Procès en appel de l'attentat de Nice: le double traumatisme des victimes musulmanes
"Pour eux, on était coupable": des victimes musulmanes de l'attentat du 14-Juillet à Nice ont évoqué ce lundi 6 mai le double traumatisme du deuil et de la haine exprimée contre elles par certains, lors du procès en appel de deux proches de l'islamiste auteur de l'attaque.
Il y avait une trentaine de musulmans parmi les 86 personnes tuées dans l'attaque au camion-bélier sur la promenade des Anglais, mais leurs proches ont dû subir des "regards de haine", ont rapporté plusieurs soeurs d'Aldjia Bouzaouit, Franco-Algérienne de 42 ans tuée dans l'attentat.
"Il y a eu des belles personnes mais il y a eu beaucoup de personnes qui ont manifesté leur haine et leur dégoût. Je ne m'en remets pas", a ainsi témoigné Sabra Mokaissi.
"Ces paroles-là vous hantent"
La famille a même reçu de nombreux messages malveillants sur le téléphone inscrit sur l'avis de recherches qu'elle avait diffusé, faute de pouvoir retrouver Aldjia après le drame: "bien fait pour vous", "continuez à vous entretuer"...
"Il y a des gens qui nous ont pris dans leurs bras mais ces paroles-là, elles restent, elles vous hantent", a témoigné Sabra Mokaissi. "On était victime mais pour eux on était coupable, parce qu'on est musulman".
"Ça a été terriblement douloureux. Je devais tout le temps me justifier. Ce n'est pas ça l'islam", a raconté cette femme qui porte le voile et qui a récité devant la cour, en arabe, le verset du Coran qu'elle avait choisi pour annoncer à sa mère le décès d'Aldjia.

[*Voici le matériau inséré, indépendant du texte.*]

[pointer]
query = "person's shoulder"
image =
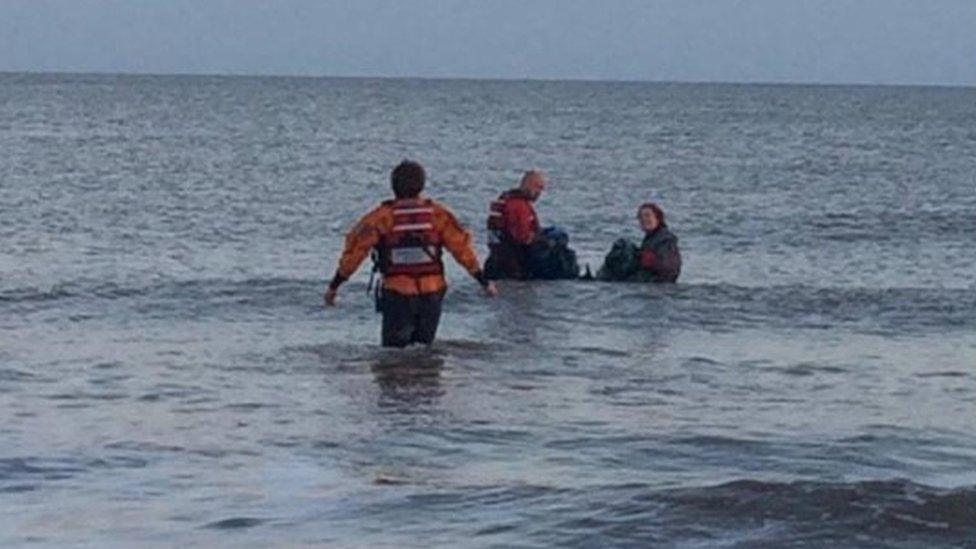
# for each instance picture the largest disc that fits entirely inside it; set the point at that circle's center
(380, 213)
(440, 209)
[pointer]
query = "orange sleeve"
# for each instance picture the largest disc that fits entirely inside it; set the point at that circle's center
(457, 240)
(362, 238)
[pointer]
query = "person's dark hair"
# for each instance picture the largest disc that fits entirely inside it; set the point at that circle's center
(658, 212)
(408, 179)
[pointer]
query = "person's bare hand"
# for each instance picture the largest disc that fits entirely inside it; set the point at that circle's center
(491, 290)
(330, 296)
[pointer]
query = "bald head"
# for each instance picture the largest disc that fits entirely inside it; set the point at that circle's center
(533, 183)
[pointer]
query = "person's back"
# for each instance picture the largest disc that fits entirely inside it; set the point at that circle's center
(408, 234)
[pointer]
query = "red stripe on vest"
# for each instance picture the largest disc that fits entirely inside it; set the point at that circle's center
(412, 247)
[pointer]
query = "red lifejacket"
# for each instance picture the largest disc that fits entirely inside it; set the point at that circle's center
(497, 233)
(412, 247)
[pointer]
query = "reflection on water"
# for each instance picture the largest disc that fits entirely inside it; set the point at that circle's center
(412, 376)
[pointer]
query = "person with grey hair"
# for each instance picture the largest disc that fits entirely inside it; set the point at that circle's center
(513, 228)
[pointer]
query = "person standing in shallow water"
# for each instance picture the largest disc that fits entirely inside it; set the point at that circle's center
(659, 259)
(409, 234)
(513, 227)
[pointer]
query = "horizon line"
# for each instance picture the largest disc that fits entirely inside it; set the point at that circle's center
(204, 74)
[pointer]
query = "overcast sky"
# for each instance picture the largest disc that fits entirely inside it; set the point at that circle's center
(820, 41)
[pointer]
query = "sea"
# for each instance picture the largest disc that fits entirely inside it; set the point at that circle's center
(169, 376)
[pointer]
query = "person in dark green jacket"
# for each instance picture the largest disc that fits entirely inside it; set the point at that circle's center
(657, 259)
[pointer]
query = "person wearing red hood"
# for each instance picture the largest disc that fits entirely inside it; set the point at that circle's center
(513, 227)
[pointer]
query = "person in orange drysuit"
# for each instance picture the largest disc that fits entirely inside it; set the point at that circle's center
(409, 234)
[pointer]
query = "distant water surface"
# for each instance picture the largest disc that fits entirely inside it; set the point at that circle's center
(168, 377)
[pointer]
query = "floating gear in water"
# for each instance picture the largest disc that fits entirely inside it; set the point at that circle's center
(550, 258)
(622, 261)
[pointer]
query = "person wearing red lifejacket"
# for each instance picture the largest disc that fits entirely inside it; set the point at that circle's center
(409, 234)
(513, 227)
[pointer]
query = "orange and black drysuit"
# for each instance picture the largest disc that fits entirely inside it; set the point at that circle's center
(409, 236)
(513, 227)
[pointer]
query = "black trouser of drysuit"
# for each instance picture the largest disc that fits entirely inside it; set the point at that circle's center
(410, 318)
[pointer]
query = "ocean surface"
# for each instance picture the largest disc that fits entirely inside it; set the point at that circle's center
(168, 376)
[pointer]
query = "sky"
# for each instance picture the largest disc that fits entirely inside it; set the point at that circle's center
(803, 41)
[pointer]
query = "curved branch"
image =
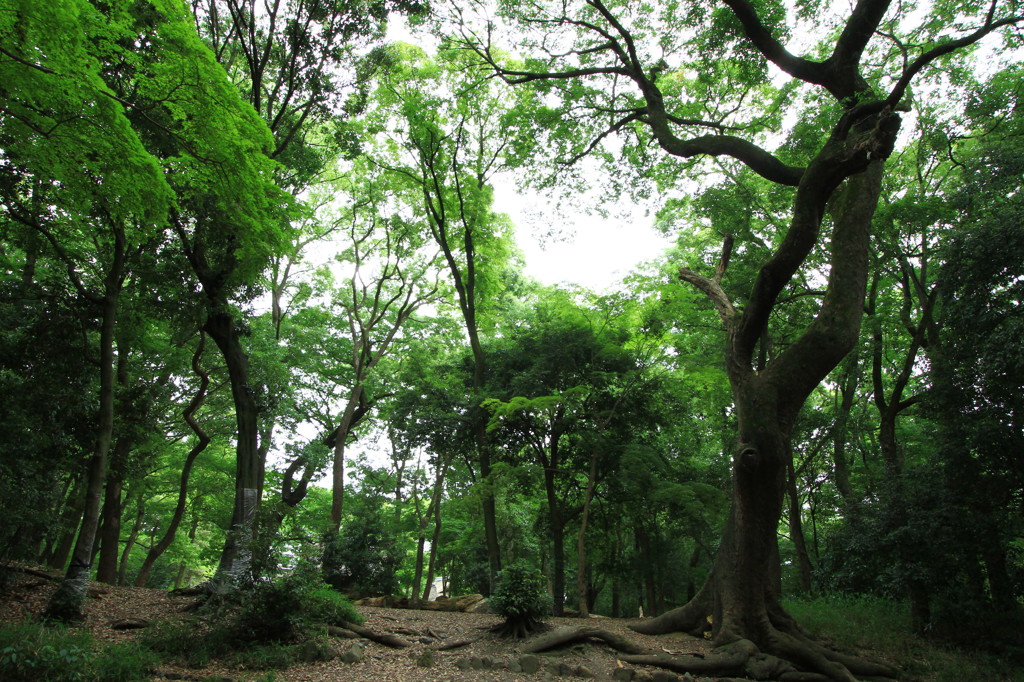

Mariée à un gendarme, elle a aussi tenu à s'adresser aux terroristes: "Vous n'êtes pas de ma religion! (...) Nous avons construit des ponts pour apprendre à vivre en paix les uns avec les autres. Peu importe combien vous en détruirez, nous les reconstruirons".
Les deux filles d'Aldjia, âgées de 10 et 18 ans au moment de la mort de leur mère, avaient prévu de confier un témoignage à une autre de leurs tantes, mais elles n'ont pas réussi à l'écrire. "C'est encore trop tôt", a témoigné la tante.
Pour la première fois dans cette affaire, deux enfants ont en revanche témoigné directement lundi, en visioconférence depuis Nice. En première instance, des adultes s'étaient exprimés au nom des enfants.
Un "film d'horreur"
Au-delà de la quinzaine de mineurs tués dans l'attentat, l'association "Une voie des enfants" estime que 3.000 enfants étaient présents le soir du drame et que 700 d'entre eux ont été suivis par la cellule psychologique spécialement créée après l'attentat.
Lundi, Landy et Telyan, âgés aujourd'hui de 13 et 12 ans, ont chacun lu leur témoignage d'une voix claire.
"D'un coup, boom, plus rien. Nous sommes tombés, percutés par différents mouvements de foule et par ce camion. Nous avons perdu connaissance et le film d'horreur a commencé", a raconté Landy, alors âgée de cinq ans et demi.
Touchée au crâne et à une jambe, elle a passé un mois à l'hôpital mais reste surtout marquée par la panique qui a frappé la famille juste après l'attaque: renversée parmi les cadavres, la poussette de son petit frère de huit mois était vide.
Il a fallu plusieurs heures et un appel relayé sur les réseaux sociaux pour retrouver le bébé, mis à l'abri par un couple ayant entendu hurler.
"Je m'en rappelle comme si c'était hier", a insisté Landy en évoquant les angoisses, les retards scolaires, les problèmes de comportement qui l'ont touchée comme nombre d'enfants victimes. Au total, une dizaine d'enfants ont prévu de témoigner dans les prochains jours.
Depuis le 22 avril et jusqu'à mi-juin, Mohamed Ghraieb, 48 ans et Chokri Chafroud, 44 ans, condamnés tous deux en première instance à 18 ans de réclusion criminelle (sur 20 ans encourus), sont jugés en appel pour association de malfaiteurs terroriste.
Ils ont toujours proclamé leur innocence, affirmant tout ignorer des projets criminels de l'auteur de l'attentat, tué par la police.